Gameplay Journal 6 — Eric S.
Continuing with the theme of glitches, we’ll be looking into a different game how glitching this experience can reconfigure your normal experiences of media technologies through the unfamiliar and unexpected. Looking into the readings for this week, specifically Glitch Readerror, this can be said about media, “A book, a video, a piece of software — all contain potential utterances. Each piece of media awaits its next real-time run when it is uttered into a unique, singular, never repeatable, spatio-temporal, lived context.” to me, when these expectations are altered via glitching, the unexpected can occur. Glitching can be done in a multitude of ways, utilizing corruption methods, cartridge tilting, or exploiting game bugs are a handful of ways it can be done. This entry will be focusing on cartridge tilting the game “Hey you Pikachu” for the N64.

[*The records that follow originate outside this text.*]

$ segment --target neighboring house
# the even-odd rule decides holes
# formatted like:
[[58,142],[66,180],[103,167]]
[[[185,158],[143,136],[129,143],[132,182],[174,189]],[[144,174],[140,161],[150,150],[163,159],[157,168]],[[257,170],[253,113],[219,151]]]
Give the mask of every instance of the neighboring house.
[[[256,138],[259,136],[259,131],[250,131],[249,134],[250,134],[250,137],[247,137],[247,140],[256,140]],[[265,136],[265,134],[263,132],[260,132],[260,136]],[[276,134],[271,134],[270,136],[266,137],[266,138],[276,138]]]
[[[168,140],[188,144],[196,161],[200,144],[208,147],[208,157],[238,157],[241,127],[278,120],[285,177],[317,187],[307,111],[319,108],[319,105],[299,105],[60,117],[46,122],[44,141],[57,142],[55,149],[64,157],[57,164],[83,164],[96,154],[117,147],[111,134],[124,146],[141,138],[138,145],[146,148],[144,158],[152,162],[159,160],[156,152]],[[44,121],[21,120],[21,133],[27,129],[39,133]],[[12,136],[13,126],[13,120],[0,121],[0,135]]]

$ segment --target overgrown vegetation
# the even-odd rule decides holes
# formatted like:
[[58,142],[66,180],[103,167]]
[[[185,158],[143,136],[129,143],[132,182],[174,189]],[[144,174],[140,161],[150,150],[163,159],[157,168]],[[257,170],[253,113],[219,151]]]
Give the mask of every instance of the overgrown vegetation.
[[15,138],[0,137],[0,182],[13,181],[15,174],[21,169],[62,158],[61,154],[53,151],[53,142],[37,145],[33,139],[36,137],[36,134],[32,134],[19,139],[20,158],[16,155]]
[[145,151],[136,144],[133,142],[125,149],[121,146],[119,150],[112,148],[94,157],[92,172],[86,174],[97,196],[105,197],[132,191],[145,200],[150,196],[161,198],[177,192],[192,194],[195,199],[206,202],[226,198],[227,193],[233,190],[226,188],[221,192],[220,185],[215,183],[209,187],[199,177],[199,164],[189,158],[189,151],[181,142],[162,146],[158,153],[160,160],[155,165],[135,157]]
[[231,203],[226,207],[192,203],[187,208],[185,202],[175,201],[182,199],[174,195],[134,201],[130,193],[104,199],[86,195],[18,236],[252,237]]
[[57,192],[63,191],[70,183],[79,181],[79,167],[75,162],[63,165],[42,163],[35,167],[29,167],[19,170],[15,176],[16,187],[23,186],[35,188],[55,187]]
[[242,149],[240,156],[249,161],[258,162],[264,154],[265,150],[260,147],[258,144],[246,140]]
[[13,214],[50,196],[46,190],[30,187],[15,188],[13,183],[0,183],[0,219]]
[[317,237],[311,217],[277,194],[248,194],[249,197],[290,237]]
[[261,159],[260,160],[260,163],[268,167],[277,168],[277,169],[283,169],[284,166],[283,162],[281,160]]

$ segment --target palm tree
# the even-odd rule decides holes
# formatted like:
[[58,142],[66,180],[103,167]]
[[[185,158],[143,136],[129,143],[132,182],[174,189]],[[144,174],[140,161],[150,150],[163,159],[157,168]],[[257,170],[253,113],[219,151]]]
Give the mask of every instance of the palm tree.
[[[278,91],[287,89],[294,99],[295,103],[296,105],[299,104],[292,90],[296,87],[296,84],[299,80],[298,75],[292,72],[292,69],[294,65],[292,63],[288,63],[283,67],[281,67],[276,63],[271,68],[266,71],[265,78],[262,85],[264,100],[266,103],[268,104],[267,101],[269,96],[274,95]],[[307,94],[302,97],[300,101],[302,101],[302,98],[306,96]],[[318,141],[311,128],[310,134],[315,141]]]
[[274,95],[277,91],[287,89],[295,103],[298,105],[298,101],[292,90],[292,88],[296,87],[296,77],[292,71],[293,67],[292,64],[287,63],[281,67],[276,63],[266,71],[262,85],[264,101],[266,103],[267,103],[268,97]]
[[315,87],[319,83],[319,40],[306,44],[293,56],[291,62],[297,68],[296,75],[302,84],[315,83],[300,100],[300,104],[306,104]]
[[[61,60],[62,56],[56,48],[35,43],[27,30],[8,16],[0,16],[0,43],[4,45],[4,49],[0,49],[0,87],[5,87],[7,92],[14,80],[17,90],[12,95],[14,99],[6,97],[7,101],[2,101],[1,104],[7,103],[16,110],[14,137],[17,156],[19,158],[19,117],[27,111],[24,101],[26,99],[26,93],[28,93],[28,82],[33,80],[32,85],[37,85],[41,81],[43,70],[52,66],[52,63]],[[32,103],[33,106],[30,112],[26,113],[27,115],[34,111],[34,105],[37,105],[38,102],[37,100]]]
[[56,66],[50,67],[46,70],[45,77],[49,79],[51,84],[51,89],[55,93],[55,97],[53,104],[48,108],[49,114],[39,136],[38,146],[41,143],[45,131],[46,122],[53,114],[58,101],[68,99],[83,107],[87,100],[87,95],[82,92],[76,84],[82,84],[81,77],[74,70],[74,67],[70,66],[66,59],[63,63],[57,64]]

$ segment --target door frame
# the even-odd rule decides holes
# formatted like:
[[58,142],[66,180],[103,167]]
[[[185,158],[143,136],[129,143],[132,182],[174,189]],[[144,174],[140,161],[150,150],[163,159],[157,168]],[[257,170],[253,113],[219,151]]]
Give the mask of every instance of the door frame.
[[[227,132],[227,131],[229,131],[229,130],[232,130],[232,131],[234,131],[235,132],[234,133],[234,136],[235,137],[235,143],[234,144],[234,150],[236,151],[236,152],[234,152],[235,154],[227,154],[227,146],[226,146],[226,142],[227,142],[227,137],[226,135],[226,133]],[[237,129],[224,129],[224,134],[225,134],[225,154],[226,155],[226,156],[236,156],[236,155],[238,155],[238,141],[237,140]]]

Cartridge Tilting is not necessarily a glitch but a method to produce seemingly impossible ones through conventional means. Wiggling and tilting the cartridge while a game is still inserted into a console can produce interesting results. In this example I provided, the method produces unsettling, dream like instances that seem unnatural. Visual bugs such as sprites being jumbled or discolored are pretty common in this example. Auditory glitches occur as well, making audio clips compressed and even more loud. Some of these auditory glitches amplify that dreamscape feeling along with the sense of feeling unsettled. This is primarily done with the glitches that hold a music note for a long period of time. These set of glitches enable the user to experience this media in a new light. It overall gives a innocent and straight forward experience an unsettling, dream like aesthetic and feel.